Banks make big money from the poorest



Samuel Ighagbon watching employees at his piggery. He has defaulted several times on loans from LAPO. The overriding question facing the industry, analysts say, remains how much money investors should make from lending to poor people, mostly women, often at interest rates that are hidden. -- NYT photo

Sharks come in different sizes. 'Loan sharks' too are available in different shapes and sizes. But when the going gets tough, the smaller among the 'loan sharks' start crying foul. This is a usual phenomenon.

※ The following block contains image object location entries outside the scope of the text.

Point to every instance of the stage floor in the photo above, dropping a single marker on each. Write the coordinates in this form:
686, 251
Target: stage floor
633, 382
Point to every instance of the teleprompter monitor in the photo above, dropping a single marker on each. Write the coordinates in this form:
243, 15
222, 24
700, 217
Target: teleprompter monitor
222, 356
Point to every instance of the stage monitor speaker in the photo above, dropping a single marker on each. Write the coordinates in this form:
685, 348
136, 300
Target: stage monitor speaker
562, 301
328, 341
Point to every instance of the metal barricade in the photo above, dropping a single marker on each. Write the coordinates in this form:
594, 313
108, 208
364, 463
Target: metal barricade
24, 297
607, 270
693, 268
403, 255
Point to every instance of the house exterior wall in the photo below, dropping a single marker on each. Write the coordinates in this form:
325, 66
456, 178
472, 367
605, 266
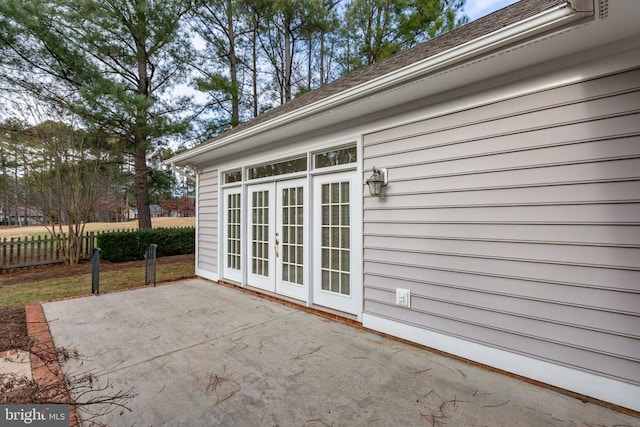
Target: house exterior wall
516, 227
207, 225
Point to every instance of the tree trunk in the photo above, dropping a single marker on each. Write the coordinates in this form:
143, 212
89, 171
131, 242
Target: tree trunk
286, 73
142, 194
254, 69
140, 139
233, 68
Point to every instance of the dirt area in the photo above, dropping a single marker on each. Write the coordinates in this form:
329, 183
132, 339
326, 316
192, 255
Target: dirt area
60, 270
13, 329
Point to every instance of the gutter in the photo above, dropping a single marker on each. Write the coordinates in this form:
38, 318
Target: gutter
537, 24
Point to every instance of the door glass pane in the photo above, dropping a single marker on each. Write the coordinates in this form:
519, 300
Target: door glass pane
292, 226
260, 233
233, 231
335, 253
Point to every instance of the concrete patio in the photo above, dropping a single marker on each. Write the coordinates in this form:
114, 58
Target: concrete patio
201, 354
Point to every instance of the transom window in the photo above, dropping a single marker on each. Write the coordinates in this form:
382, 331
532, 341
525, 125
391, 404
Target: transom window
272, 169
230, 177
341, 156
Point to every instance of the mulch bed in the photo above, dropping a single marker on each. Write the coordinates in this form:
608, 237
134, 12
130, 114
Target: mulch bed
13, 329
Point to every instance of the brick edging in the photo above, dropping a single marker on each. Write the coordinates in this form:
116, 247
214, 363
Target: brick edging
46, 374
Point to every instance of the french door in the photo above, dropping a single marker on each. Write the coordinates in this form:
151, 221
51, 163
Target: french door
232, 234
334, 237
276, 258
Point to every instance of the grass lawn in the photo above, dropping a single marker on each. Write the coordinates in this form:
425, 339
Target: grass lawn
39, 230
55, 282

It is therefore amusing when Muhammad Yunus, who won a Nobel Peace prize in 2006, cries foul. The New York Times (April 14, 2010) quoted him saying: “We created microcredit to fight the loan sharks; we didn’t create microcredit to encourage new loan sharks,” According to NYT, Mr. Yunus was recently addressing a gathering of financial officials at the United Nations. “Microcredit should be seen as an opportunity to help people get out of poverty in a business way, but not as an opportunity to make money out of poor people.”

Look who is talking?

The man who started Grameen Bank, which is a pioneering institution for organised money lending, and is making tonnes of money by exploiting the poor, is now howling. The problem is that bigger 'loan sharks' have taken over, and that is worrying Mr Yunus. No wonder, after the successful marketing of mobile phones in the name of the poor, he is now venturing into providing the poor with cheaper Adidas shoes. This is what is called diversification. A smart and shrewd businessman is always looking to diversifying his business.

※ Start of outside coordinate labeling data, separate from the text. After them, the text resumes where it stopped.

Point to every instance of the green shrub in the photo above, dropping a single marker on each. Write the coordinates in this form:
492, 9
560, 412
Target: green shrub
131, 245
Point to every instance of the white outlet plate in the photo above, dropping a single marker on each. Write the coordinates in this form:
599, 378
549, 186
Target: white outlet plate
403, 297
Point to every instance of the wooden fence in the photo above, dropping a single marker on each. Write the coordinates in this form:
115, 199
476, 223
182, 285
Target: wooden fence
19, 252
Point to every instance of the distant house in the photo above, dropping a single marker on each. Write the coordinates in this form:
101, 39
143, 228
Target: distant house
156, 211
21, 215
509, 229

The New York Times report "Banks Making Big Profits From Tiny Loans" only endorses what we have been saying in these columns. It is not only banks elsewhere which make money from the poor. In India too, it is in many ways the poorest of the poor who sustain the banks. So the next time you see a similing CEO of ICICI Bank Ms. Chanda D. Kochhar, you should know the reason.

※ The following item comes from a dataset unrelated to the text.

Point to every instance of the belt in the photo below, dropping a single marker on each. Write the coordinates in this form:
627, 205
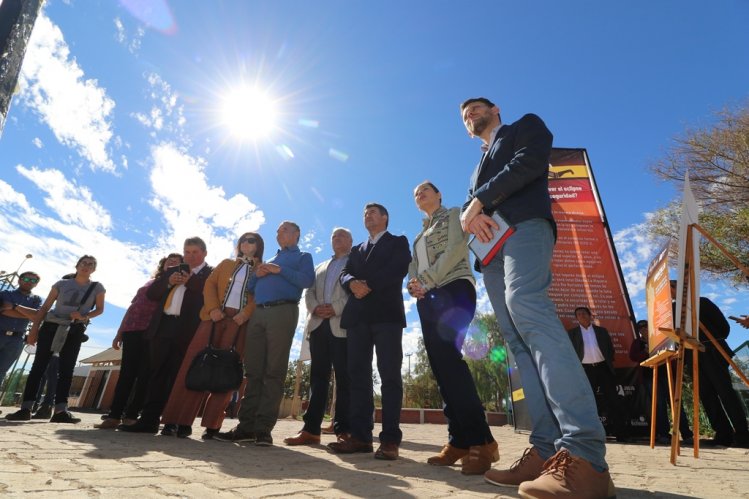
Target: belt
276, 303
595, 364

I still can't overcome my anger when I recall the statement her predecessor KV Kamath had made some years back: "There is enough money to be made from rural areas." I thought Mr Yunus should have been the first one to slam Kamath for saying this. But then I forget, birds of the same feather flock together.

Let us look at some of the salient points made in the New York Times report:

-- Drawn by the prospect of hefty profits from even the smallest of loans, a raft of banks and financial institutions now dominate the field, with some charging interest rates of 100 percent or more.

-- Te Creemos, a Mexican lender has some of the highest interest rates and fees in the world of microfinance, analysts say, a whopping 125 percent average annual rate. The average in Mexico itself is around 70 percent, compared with a global average of about 37 percent in interest and fees, analysts say.

-- Making pots of money from microfinance is certainly not illegal. CARE, the Atlanta-based humanitarian organization, was the force behind a microfinance institution it started in Peru in 1997. The initial investment was around $3.5 million, including $450,000 of taxpayer money. But last fall, Banco de Credito, one of Peru’s largest banks, bought the business for $96 million, of which CARE pocketed $74 million.

-- Compartamos, a Mexican firm that began life as a tiny nonprofit organization, generated $458 million through a public stock sale in 2007, that investors fully recognized the potential for a windfall, experts said. Compartamos charges an average of nearly 82 percent in interest and fees.

-- You can make money from the poorest people in the world — is that a bad thing, or is that just a business?” asked Mr. Waterfield of mftransparency.org.